Remix postmoderno de la obra de Borges El hacedor que en su momento estuvo envuelta en polémica porque Kodama pidió que se retirara el libro. Todavía hoy no sé si fue una estrategia publicitaria o qué. Lo contamos aquí: Borges y nocilla
Pero contextos aparte he tardado mucho en leer la obra (y la volví a meter en mi lista de lecturas pendientes casi por casualidad). Es lo que promete, los mismos títulos de cuentos y poemas de Borges pero textos diferentes inspirados y con un aire de estilo similar.
En mi modesta opinión, este libro es un error.
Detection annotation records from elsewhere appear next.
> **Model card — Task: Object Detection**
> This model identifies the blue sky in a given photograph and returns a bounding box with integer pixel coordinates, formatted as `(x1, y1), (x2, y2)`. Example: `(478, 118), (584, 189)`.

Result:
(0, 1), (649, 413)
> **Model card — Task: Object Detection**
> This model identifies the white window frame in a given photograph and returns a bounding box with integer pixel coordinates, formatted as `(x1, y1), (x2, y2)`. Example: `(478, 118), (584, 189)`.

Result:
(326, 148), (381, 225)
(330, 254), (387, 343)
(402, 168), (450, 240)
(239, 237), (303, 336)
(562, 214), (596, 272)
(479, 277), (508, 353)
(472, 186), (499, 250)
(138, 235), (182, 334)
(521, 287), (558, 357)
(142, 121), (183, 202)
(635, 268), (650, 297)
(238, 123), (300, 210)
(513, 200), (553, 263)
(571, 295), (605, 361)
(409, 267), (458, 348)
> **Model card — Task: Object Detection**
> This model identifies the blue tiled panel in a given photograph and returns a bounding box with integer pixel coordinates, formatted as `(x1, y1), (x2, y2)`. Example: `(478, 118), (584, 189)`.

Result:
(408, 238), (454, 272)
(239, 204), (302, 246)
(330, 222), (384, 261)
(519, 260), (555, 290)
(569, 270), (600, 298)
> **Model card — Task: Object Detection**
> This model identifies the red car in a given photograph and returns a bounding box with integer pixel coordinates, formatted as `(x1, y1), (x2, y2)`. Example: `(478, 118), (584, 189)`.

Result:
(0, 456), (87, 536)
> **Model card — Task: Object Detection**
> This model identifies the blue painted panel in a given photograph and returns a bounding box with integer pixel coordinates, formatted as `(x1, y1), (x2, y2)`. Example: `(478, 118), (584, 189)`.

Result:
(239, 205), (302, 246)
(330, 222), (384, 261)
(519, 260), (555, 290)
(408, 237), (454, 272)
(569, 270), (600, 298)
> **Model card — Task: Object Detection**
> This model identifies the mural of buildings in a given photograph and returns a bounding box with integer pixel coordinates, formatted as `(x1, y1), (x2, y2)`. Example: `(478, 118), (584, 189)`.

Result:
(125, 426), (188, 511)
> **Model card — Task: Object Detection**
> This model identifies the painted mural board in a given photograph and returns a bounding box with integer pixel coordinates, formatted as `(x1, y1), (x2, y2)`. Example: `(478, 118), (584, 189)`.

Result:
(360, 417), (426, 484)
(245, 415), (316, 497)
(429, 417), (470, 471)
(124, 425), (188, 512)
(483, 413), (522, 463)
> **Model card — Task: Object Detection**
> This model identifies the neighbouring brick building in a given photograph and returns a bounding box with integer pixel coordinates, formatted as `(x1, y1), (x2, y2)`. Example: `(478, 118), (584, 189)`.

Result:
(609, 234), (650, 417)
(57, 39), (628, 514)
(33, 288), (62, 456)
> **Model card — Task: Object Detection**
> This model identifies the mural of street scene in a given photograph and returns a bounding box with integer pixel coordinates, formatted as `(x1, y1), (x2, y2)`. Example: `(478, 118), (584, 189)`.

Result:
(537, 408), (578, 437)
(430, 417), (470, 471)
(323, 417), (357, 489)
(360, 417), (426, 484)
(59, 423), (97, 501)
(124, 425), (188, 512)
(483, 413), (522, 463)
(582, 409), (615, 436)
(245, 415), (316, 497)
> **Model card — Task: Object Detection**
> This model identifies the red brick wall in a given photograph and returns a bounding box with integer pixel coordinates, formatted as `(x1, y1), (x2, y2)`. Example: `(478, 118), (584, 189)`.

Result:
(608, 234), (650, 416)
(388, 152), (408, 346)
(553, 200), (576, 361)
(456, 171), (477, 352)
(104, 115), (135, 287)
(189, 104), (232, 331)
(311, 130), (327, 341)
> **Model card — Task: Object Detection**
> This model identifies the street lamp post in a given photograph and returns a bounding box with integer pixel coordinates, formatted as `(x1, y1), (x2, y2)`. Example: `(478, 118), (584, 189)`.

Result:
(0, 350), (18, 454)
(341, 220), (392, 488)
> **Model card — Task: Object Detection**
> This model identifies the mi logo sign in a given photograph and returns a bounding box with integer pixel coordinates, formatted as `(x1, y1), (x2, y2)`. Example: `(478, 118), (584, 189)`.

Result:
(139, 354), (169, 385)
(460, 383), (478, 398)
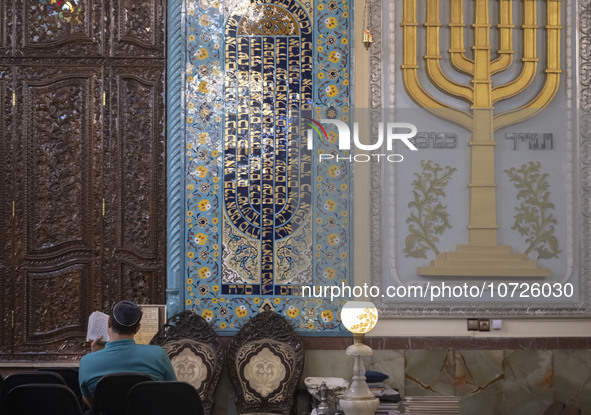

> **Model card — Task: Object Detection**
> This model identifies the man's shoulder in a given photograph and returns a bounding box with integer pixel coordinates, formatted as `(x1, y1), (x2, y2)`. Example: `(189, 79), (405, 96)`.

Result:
(135, 344), (166, 354)
(80, 349), (105, 366)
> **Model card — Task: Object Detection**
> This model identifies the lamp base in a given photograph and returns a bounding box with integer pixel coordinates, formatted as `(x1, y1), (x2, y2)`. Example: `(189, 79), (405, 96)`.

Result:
(339, 398), (380, 415)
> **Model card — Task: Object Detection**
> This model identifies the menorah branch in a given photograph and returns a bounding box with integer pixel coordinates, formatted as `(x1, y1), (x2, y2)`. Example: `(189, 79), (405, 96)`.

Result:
(492, 0), (538, 103)
(425, 0), (474, 104)
(490, 0), (515, 75)
(401, 0), (562, 277)
(449, 0), (474, 75)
Yo cuando hago sesiones de narración y cuento mis propios cuentos me cuido muy mucho de incluir textos ajenos para que no me digan cosas del tipo los cuentos flojitos menos el tal, que es muy bueno. Los grandes autores -Borges entre ellos- también tienen el mismo cuidado al indicar sus influencias; autores que estén bien pero no tanto que les haga sombra.
Cuentos que no están mal quedan oscurecidos por la sombra de los originales que están mucho mejor. Para versionar las Meninas tienes que ser un Picasso. Si no es así te puede quedar una ilustración solvente y simpática, pero que no será arte.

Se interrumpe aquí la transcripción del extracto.